Now researchers have used an X-ray laser at the Department of Energy’s SLAC National Accelerator Laboratory to watch what happens when light hits an iron carbene. They discovered that it can respond in two competing ways, only one of which allows electrons to flow into the devices or reactions where they’re needed. In this case, the molecule took the energy-producing path about 60% of the time. The team published their results January 31 in Nature Communications.
In a solar cell, an iron carbene attaches to the semiconductor film on the surface of the cell with its iron atom sticking up. Sunlight hits the iron atom and liberates electrons, which flow into the carbene attachments. If they remain on those attachments long enough – 10 trillionths of a second or more – they can then move into the solar cell and boost its efficiency. In chemistry, the energy boost that photosensitizers provide helps drive chemical reactions, but requires even longer residence times for the electrons on the carbene attachments.

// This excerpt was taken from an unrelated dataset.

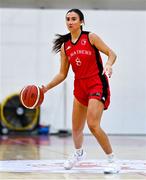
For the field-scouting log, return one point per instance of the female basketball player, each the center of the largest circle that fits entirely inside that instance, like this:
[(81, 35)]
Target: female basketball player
[(80, 49)]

To pin down how this works, an international team led by researchers from the Stanford PULSE Institute at SLAC examined samples of iron carbene with X-ray laser pulses from the lab’s Linac Coherent Light Source (LCLS). They simultaneously measured two separate signals that reveal how the molecule’s atomic nuclei move and how its electrons travel in and out of the iron-carbene bonds.
The results showed that electrons were stored in the carbene attachments long enough to do useful work about 60% of the time; the rest of the time they returned to the iron atom too soon, accomplishing nothing.
PULSE’s Kelly Gaffney said the long-term goal of this research is to get close to 100 percent of the electrons to stay on carbenes much longer, so the energy from light can be used to drive chemical reactions. To do that, scientists need to find design principles for tailoring iron carbene molecules to carry out particular jobs with maximum efficiency.
PULSE postdoctoral researcher Kristjan Kunnus led the analysis for this study, which was carried out at LCLS and at SLAC’s Stanford Synchrotron Radiation Lightsource (SSRL), both DOE Office of Science user facilities. Researchers from Lund University in Sweden prepared the samples for analysis, and scientists from Uppsala University in Sweden, Technical University of Denmark, Copenhagen University, Wigner Research Centre for Physics and ELI-ALPS, ELI-HU Non-Profit Ltd. in Hungary, and Deutsches Elektronen-Synchrotron (DESY) in Germany also contributed to the research. Major funding came from the DOE Office of Science.